Recommend dataloader.

Return type

DataLoader

Parameters
  • dataset (Dataset) –

  • batch_size (int) –

get_dataloader_train() DataLoader[source]

Construct train dataloader from processed dataset.

Returns

Train dataloader.

Return type

DataLoader

get_dataloader_val() Optional[DataLoader][source]

Construct validation dataloader from processed dataset.

Returns

Validation dataloader.

Return type

Optional(DataLoader)

get_known_item_ids() ndarray[source]

Return external item ids from processed dataset in sorted order.

Return type

ndarray

get_known_items_sorted_internal_ids() ndarray[source]

Return internal item ids from processed dataset in sorted order.

Return type

ndarray

property n_item_extra_tokens: int

Return number of padding elements

process_dataset_train(dataset: Dataset) None[source]

Process train dataset and save data.

Parameters

dataset (Dataset) –

Return type

None

transform_dataset_i2i(dataset: Dataset) Dataset[source]

Process dataset for i2i recommendations. Filter out interactions and adapt id maps.

Parameters

dataset (Dataset) – RecTools dataset.

Returns

Processed RecTools dataset. Final dataset will consist only of model known items during fit. Final user_id_map is the same as dataset original. Final item_id_map is model item_id_map constructed during training.

Return type

Dataset

transform_dataset_u2i(dataset: Dataset, users: Union[Sequence[Hashable], ndarray], context: Optional[DataFrame] = None) Dataset[source]

Process dataset for u2i recommendations. Filter out interactions and adapt id maps. All users beyond target users for recommendations are dropped. All target users that do not have at least one known item in interactions are dropped.

Parameters
  • dataset (Dataset) – RecTools dataset.
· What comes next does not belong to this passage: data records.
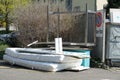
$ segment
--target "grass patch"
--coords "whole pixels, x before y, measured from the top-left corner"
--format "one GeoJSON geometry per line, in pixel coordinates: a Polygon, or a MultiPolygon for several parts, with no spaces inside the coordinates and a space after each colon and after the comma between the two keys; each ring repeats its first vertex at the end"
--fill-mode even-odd
{"type": "Polygon", "coordinates": [[[3,59],[3,55],[5,53],[5,49],[8,48],[9,46],[3,42],[3,41],[0,41],[0,59],[3,59]]]}

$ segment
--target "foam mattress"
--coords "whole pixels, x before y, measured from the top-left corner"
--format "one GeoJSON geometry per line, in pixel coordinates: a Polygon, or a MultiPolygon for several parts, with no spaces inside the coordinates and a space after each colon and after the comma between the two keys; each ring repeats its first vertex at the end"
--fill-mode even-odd
{"type": "Polygon", "coordinates": [[[38,69],[38,70],[45,70],[45,71],[60,71],[64,69],[69,69],[73,67],[80,66],[80,61],[73,62],[73,63],[50,63],[50,62],[37,62],[37,61],[30,61],[30,60],[24,60],[19,59],[15,57],[11,57],[8,55],[4,55],[4,60],[11,63],[11,64],[17,64],[24,67],[32,68],[32,69],[38,69]]]}
{"type": "MultiPolygon", "coordinates": [[[[20,58],[20,59],[31,60],[31,61],[42,61],[42,62],[67,63],[67,62],[80,61],[80,59],[81,59],[78,57],[76,58],[75,56],[71,56],[71,54],[69,54],[70,56],[68,56],[68,54],[67,55],[52,54],[52,53],[47,54],[47,53],[44,53],[44,51],[39,52],[39,54],[38,53],[36,54],[36,53],[30,53],[30,52],[19,52],[20,49],[22,50],[22,48],[7,48],[5,53],[6,53],[6,55],[14,57],[14,58],[20,58]]],[[[33,49],[33,51],[35,51],[35,50],[36,49],[33,49]]],[[[40,51],[42,51],[42,50],[40,49],[40,51]]],[[[49,51],[49,50],[46,50],[46,52],[47,51],[49,51]]],[[[80,56],[80,54],[79,54],[79,56],[80,56]]],[[[82,60],[79,64],[81,64],[81,63],[82,63],[82,60]]]]}

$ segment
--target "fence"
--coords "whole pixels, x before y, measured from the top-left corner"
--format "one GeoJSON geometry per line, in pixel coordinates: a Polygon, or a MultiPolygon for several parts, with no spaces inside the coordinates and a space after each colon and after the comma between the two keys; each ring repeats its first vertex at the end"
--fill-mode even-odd
{"type": "Polygon", "coordinates": [[[47,42],[43,43],[54,44],[54,38],[62,37],[63,45],[94,46],[96,42],[95,17],[95,12],[88,10],[60,12],[58,8],[57,12],[49,12],[48,8],[47,42]]]}

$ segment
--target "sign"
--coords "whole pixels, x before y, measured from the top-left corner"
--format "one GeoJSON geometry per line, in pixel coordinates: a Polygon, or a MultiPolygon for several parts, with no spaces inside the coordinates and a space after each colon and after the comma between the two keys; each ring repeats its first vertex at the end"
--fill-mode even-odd
{"type": "Polygon", "coordinates": [[[96,13],[96,26],[101,27],[101,25],[102,25],[102,13],[97,12],[96,13]]]}
{"type": "Polygon", "coordinates": [[[120,24],[120,9],[110,9],[110,21],[114,24],[120,24]]]}
{"type": "Polygon", "coordinates": [[[96,37],[103,37],[104,11],[100,10],[96,13],[96,37]]]}

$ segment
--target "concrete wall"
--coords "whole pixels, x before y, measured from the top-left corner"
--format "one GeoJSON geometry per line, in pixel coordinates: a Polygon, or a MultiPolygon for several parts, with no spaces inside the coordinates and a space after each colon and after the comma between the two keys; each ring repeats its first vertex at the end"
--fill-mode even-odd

  • users (ExternalIds) – Array of external user ids to recommend for.

  • context (pd.DataFrame, optional, default None) – Optional DataFrame containing additional user context information (e.g., session features,

  • demographics).

Returns

Processed RecTools dataset. Final dataset will consist only of model known items during fit and only of required (and supported) target users for recommendations. Final user_id_map is an enumerated list of supported (filtered) target users. Final item_id_map is model item_id_map constructed during training.

Return type

Dataset